You are browsing a read-only backup copy of Wikitech. The live site can be found at wikitech.wikimedia.org
Application servers/Runbook
Apache
Testing config
- Choose one of the mediawiki debug servers. Then, on that server:
- Disable puppet:
sudo puppet agent --disable 'insert reason'
- Apply change locally under
/etc/apache2/sites-enabled/
sudo apache2ctl restart
- Disable puppet:
- Test your change by making relevant HTTP request. See Debugging in production for how.
- When you're done,
sudo puppet agent --enable
Deploying config
It is suggested that you may wish to place any configuration updates on the Deployments page. A bad configuration going live can easily result in a site outage.

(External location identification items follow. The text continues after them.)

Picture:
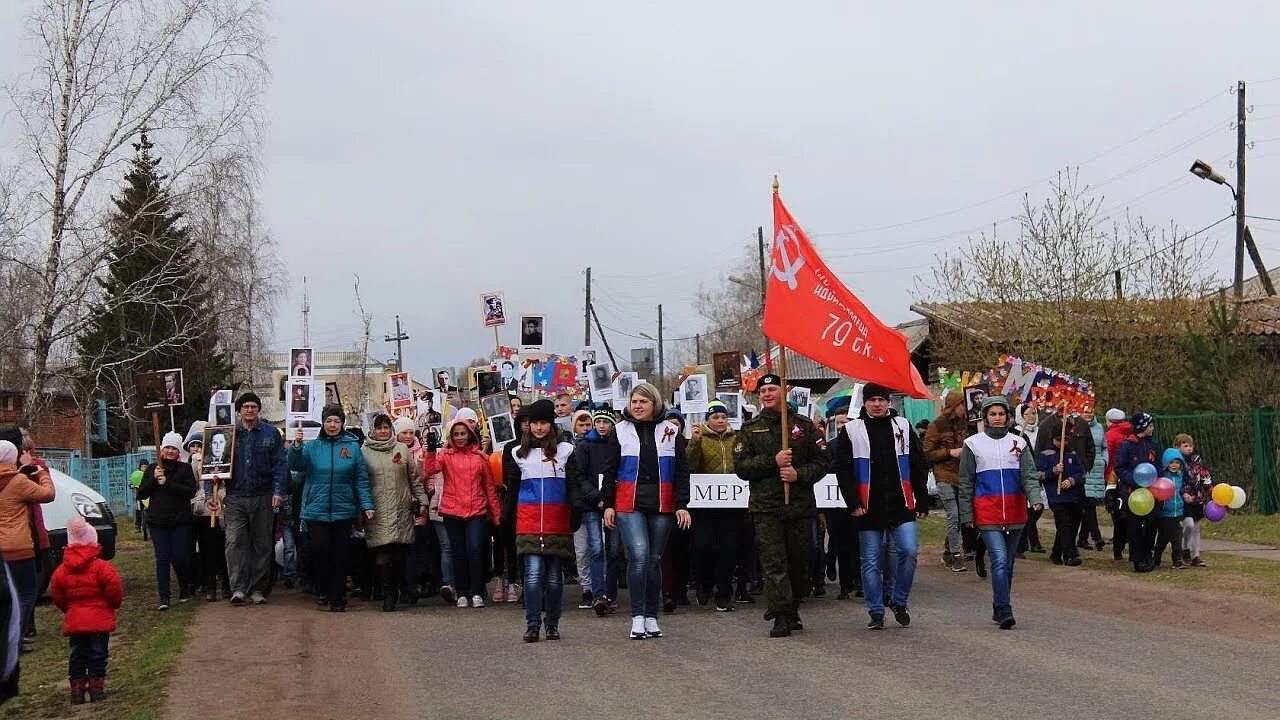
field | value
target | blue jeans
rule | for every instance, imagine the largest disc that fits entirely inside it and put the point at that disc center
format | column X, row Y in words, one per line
column 170, row 546
column 88, row 655
column 904, row 547
column 467, row 540
column 595, row 551
column 23, row 573
column 442, row 537
column 291, row 552
column 544, row 589
column 645, row 537
column 1002, row 548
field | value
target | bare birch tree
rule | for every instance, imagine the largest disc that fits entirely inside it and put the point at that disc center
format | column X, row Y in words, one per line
column 190, row 72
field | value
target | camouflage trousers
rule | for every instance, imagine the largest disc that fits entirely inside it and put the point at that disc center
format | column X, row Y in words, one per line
column 785, row 546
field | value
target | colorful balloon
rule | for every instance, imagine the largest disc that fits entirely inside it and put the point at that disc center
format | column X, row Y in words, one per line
column 1162, row 490
column 1223, row 495
column 1238, row 497
column 1143, row 475
column 1141, row 501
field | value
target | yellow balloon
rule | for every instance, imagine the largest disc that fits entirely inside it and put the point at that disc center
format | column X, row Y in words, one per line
column 1224, row 495
column 1141, row 501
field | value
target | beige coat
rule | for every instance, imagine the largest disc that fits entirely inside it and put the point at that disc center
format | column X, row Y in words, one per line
column 394, row 483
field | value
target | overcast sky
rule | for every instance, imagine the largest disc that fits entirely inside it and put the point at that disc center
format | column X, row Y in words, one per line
column 444, row 149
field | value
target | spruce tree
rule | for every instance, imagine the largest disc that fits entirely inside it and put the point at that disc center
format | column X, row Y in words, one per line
column 154, row 309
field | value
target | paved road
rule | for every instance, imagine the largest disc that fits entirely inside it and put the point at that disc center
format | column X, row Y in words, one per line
column 1065, row 660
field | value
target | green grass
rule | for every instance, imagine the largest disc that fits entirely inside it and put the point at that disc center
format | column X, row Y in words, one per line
column 144, row 648
column 1262, row 529
column 1226, row 573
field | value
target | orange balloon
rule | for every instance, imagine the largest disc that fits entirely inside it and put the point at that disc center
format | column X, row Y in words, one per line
column 496, row 466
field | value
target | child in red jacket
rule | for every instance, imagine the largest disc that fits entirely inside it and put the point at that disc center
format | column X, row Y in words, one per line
column 88, row 591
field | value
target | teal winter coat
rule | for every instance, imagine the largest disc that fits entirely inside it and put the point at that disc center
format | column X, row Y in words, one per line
column 1096, row 479
column 334, row 478
column 1173, row 507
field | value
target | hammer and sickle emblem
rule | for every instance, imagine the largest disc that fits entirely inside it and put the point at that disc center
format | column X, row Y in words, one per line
column 789, row 268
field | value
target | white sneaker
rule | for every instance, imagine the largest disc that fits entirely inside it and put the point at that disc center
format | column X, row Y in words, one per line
column 638, row 628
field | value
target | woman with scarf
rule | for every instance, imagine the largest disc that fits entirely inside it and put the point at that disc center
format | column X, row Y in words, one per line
column 645, row 491
column 398, row 501
column 168, row 486
column 334, row 492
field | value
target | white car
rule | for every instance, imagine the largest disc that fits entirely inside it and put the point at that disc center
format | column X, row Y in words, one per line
column 74, row 499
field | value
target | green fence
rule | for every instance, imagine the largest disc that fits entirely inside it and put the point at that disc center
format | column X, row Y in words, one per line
column 1240, row 449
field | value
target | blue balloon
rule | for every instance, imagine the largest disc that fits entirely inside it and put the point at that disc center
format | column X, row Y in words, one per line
column 1144, row 474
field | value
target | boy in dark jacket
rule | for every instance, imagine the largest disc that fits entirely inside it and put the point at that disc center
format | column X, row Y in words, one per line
column 1064, row 490
column 88, row 591
column 586, row 473
column 1134, row 450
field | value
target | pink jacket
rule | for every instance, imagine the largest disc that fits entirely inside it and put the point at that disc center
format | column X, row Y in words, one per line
column 469, row 490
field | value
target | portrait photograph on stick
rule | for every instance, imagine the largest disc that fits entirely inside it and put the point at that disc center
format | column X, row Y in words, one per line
column 219, row 451
column 533, row 333
column 301, row 363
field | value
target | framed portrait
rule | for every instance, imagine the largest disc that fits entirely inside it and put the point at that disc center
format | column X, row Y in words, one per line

- Test your change in deployment-prep and make sure that it works as expected.
- In the operations/puppet repository, make your change in the
modules/mediawiki/files/apache/sites
directory. - In the same commit, add one or more httpbb tests in the
modules/profile/files/httpbb
directory, asserting that your change works as you intend. (Consider automating the same checks you just performed by hand.)- For example, if you are adding or modifying a RewriteRule, please add tests covering some URLs that are expected to change.
- On deploy1001, run all httpbb tests on an affected host. Neither your changes nor your new tests are in effect yet, so any test failures are unrelated. All tests are expected to pass -- if they don't, you should track down and fix the problem before continuing.
rzl@deploy1001:~$ httpbb /srv/deployment/httpbb-tests/* --host mwdebug1001.eqiad.wmnet Sending to mwdebug1001.eqiad.wmnet... PASS: 99 requests sent to mwdebug1001.eqiad.wmnet. All assertions passed.
- Submit your change and tests to gerrit as a single commit.
- Disable puppet across the affected mediawiki application servers.
- Cumin can in finding the precise set of hosts. For example, this is a recent query: In this case the change was related to a RewriteRule change in 04-remnant.conf, but of course it must be changed every time with the file(s) modified by the Gerrit change.
cumin 'R:File = "/etc/apache2/sites-available/04-remnant.conf"' 'disable-puppet "elukey - precaution for https://gerrit.wikimedia.org/r/#/c/380774/"' -b 10
- Cumin can in finding the precise set of hosts. For example, this is a recent query:
- Merge via gerrit and run on puppetmaster1001 the usual
puppet-merge
- Go to one of the mwdebug servers and enable/run puppet. Apache will reload its configuration automatically, please check that no error messages are emitted. Running apachectl -t after running puppet surely helps verifying that the new configuration is syntactically correct (it doesn't absolutely imply that it will work as intended of course).
- Some Apache directive changes need a full restart to get applied, not a simple reload. These changes are very rare and they are clearly indicated in Apache's documentation, so please verify it beforehand. Simple RewriteRule changes require only an Apache reload.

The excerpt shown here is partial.